The second production lesson is overload handling. Academic serving systems assume every arriving request gets served; a real product at peak cannot. Mooncake uses prediction-based early rejection: at admission it predicts whether a request can meet both TTFT and TPOT given current pool states, and if not, rejects it before burning prefill GPU-seconds on work whose decode would miss SLO anyway. A rough sketch of the admission logic:

def admit(req, prefill_pool, decode_pool, slo):
    p = max(prefill_pool, key=lambda n: n.cached_prefix_len(req))   # reuse first
    d = min(decode_pool, key=lambda n: n.load)
    ttft_est = p.queue_delay() + p.prefill_time(req.uncached_tokens) \
             + transfer_time(req.kv_bytes)
    tpot_est = d.predicted_tpot(d.active_seqs + 1)
    if ttft_est > slo.ttft or tpot_est > slo.tpot:
        return Reject(early=True)   # shed load now, not after wasting prefill
    return Schedule(prefill=p, decode=d)

Reported results: up to 525% higher throughput in long-context simulated scenarios, and 75% more requests handled in production under real SLOs.

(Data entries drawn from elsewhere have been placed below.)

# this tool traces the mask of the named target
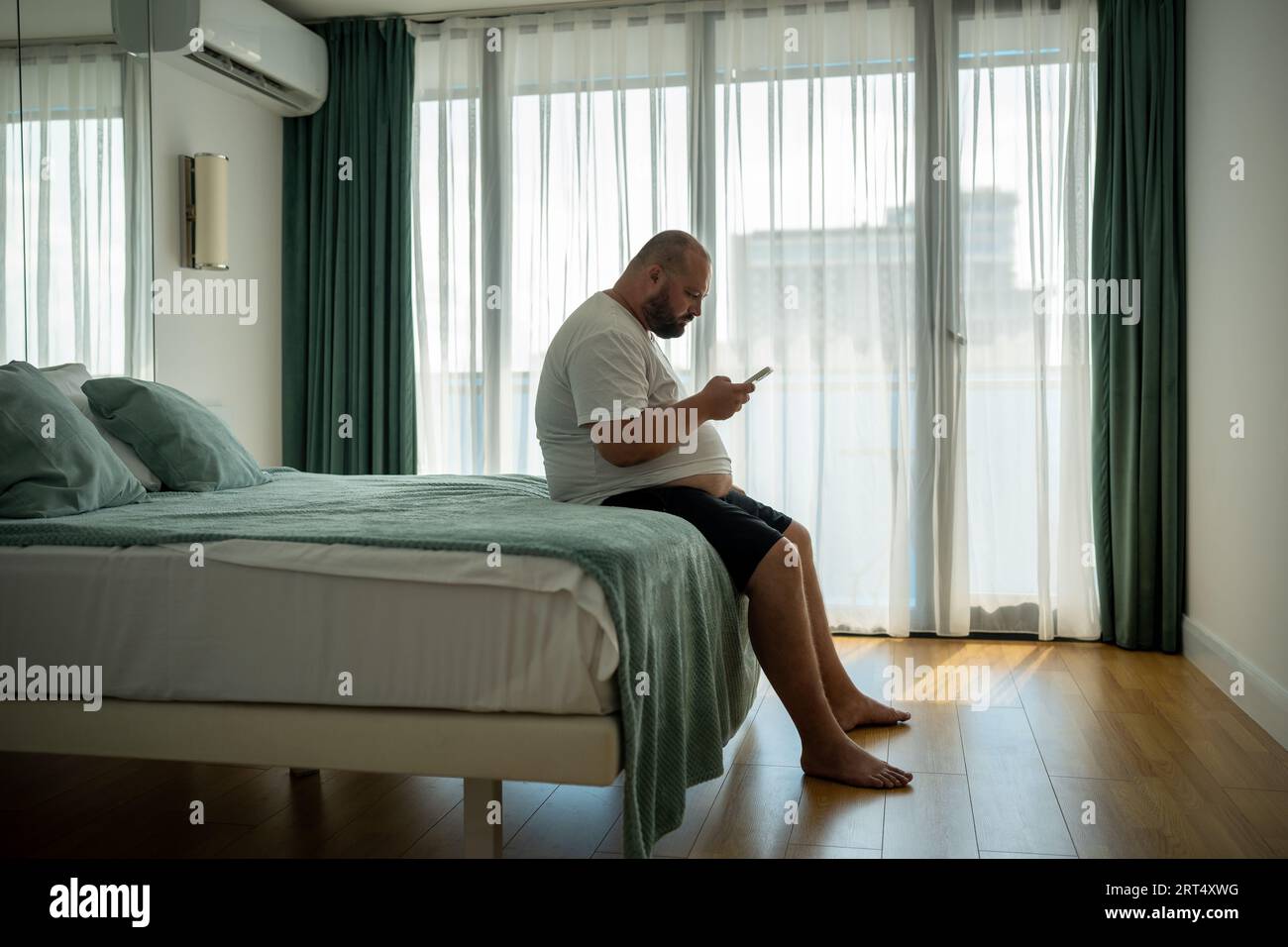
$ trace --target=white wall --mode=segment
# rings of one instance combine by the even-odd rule
[[[258,320],[157,316],[156,380],[220,416],[272,466],[282,463],[282,119],[165,63],[152,66],[153,264],[179,269],[179,155],[228,156],[228,271],[258,280]]]
[[[1185,649],[1288,743],[1288,3],[1188,9]]]

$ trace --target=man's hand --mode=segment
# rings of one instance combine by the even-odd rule
[[[703,414],[710,420],[723,421],[742,411],[742,406],[751,401],[751,393],[755,390],[756,385],[730,381],[726,375],[716,375],[698,392],[694,401],[702,402],[706,408]]]

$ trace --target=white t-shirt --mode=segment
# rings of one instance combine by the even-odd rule
[[[614,466],[591,441],[595,421],[687,398],[649,332],[605,292],[596,292],[555,332],[537,387],[537,441],[550,497],[598,504],[616,493],[696,474],[732,473],[715,425],[685,432],[685,443],[634,466]],[[647,437],[647,435],[645,435]],[[656,435],[654,435],[654,439]]]

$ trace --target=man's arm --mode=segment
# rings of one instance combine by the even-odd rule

When you should not disaggregate

Disaggregation is not free lunch. If your prompts are short, prefill is a rounding error and splitting pools just fragments capacity. If your interconnect is slow (PCIe-only boxes, plain Ethernet without RDMA), the transfer tax stops hiding. And a static split has a provisioning problem: the right prefill-to-decode ratio shifts with traffic mix, so small fleets can end up with one pool idle while the other queues. Production frameworks answer this with dynamic role reassignment, flipping GPUs between pools as the mix changes.

That is exactly where the ecosystem went in 2025: NVIDIA's Dynamo framework is built around disaggregated serving with a planner that rebalances workers between pools, vLLM ships experimental disaggregated prefill, SGLang's PD-disaggregation mode integrates Mooncake's transfer engine, and the Kubernetes-native llm-d project treats the split as a founding assumption.

Takeaways

Prefill and decode are different programs: compute-bound vs bandwidth-bound, TTFT vs TPOT. One GPU pool with one parallelism config cannot be optimal for both.
The KV cache transfer cost that makes disaggregation look scary is largely hideable with layer-wise streaming over RDMA or NVLink; do the bytes-per-token math for your model before dismissing it.
Mooncake's production lessons generalize: treat the KV cache as a schedulable cluster-wide resource, exploit prefix reuse ruthlessly, and reject doomed requests at admission instead of after prefill.

If you are running LLM inference at scale on a colocated engine, measure your goodput, not your throughput. The gap between them is the size of the opportunity.